Ordinanza di Cassazione Civile Sez. 3 Num. 29083 Anno 2024
Civile Ord. Sez. 3 Num. 29083 Anno 2024
Presidente: CONDELLO NOME COGNOME
Relatore: COGNOME NOME
Data pubblicazione: 11/11/2024
ORDINANZA
sul ricorso iscritto al n. 31167/2021 R.G. proposto da:
COGNOME NOME, COGNOME NOME, COGNOME NOME, nella qualità di eredi di COGNOME NOME, titolare della impresa individuale RAGIONE_SOCIALE, rappresentati e difesi, giusta procura in calce al ricorso, dall ‘ avvocato COGNOME NOME (CF: CODICE_FISCALE), p.e.c.: EMAIL
-Ricorrenti –
Contro
RAGIONE_SOCIALE, rappresentata e difesa, giusta procura in calce al controricorso, dall ‘ avvocato COGNOME (CF: CODICE_FISCALE), p.e.c.:
EMAIL.
-Controricorrente –
avverso la SENTENZA della CORTE D ‘ APPELLO di ROMA n. 3221/2021 depositata il 30/04/2021.

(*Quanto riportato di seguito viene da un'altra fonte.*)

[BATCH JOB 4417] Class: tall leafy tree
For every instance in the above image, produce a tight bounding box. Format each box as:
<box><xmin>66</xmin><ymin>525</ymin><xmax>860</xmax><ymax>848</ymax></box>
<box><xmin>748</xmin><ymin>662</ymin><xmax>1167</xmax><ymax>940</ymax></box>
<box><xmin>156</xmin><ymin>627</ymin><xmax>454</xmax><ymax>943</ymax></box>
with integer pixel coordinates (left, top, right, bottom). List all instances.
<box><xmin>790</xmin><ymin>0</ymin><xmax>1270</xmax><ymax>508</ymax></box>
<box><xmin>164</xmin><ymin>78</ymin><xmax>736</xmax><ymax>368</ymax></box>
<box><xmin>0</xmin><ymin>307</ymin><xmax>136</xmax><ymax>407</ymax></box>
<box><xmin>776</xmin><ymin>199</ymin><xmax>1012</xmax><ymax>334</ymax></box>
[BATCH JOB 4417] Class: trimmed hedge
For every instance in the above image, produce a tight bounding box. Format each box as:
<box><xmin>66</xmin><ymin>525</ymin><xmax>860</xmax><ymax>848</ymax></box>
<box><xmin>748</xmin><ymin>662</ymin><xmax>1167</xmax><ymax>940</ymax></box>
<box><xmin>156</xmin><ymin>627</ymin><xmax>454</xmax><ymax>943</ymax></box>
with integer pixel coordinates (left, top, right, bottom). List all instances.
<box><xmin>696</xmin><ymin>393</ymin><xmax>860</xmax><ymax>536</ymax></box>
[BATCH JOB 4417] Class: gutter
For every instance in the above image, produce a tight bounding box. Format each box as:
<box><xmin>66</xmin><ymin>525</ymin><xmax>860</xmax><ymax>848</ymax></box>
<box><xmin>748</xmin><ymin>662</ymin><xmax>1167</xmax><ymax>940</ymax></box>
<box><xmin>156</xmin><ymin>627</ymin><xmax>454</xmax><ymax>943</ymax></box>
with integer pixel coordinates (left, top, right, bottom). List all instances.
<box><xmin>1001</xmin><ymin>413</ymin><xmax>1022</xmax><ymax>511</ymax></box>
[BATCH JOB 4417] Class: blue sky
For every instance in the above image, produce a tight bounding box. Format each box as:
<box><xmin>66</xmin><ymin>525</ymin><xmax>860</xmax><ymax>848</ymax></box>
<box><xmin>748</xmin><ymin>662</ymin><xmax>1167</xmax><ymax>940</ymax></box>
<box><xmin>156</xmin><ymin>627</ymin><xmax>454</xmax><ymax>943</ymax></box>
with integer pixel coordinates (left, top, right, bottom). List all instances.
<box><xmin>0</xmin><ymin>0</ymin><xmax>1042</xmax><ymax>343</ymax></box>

Udita la relazione svolta nella camera di consiglio del 16/09/2024 dal Consigliere NOME COGNOME.
SVOLGIMENTO DEL PROCESSO
RAGIONE_SOCIALE propose opposizione al decreto ingiuntivo emesso in data 19/02/2013 dal Tribunale di Roma su istanza della
RAGIONE_SOCIALE, successivamente RAGIONE_SOCIALE, per il pagamento della somma di euro 13.643,38, risultante dalle fatture emesse e non pagate relative alla fornitura di energia elettrica. L ‘ opponente eccepì l ‘ insussistenza del credito azionato, affermando di non aver stipulato alcun contratto con la RAGIONE_SOCIALE, e che l ‘ energia elettrica, nel periodo coincidente a quello di emissione delle fatture, era stata somministrata dalla RAGIONE_SOCIALE Chiese, pertanto, la revoca del decreto ingiuntivo, nonché l ‘ accertamento della responsabilità aggravata ai sensi dell ‘ art. 96 c.p.c. di RAGIONE_SOCIALE, con conseguente condanna al risarcimento del danno.
Con sentenza in data 20/07/2015 il Tribunale di Roma rigettò l ‘ opposizione, ritenendo che la RAGIONE_SOCIALE non avesse fornito prova di aver stipulato con altro operatore un contratto di somministrazione, né di aver versato le somme relative alla fornitura di energia elettrica ad altro soggetto, tenuto conto dei contratti e delle fatture depositate dalla RAGIONE_SOCIALE, concludendo per la sussistenza del credito fatto valere da quest ‘ ultima.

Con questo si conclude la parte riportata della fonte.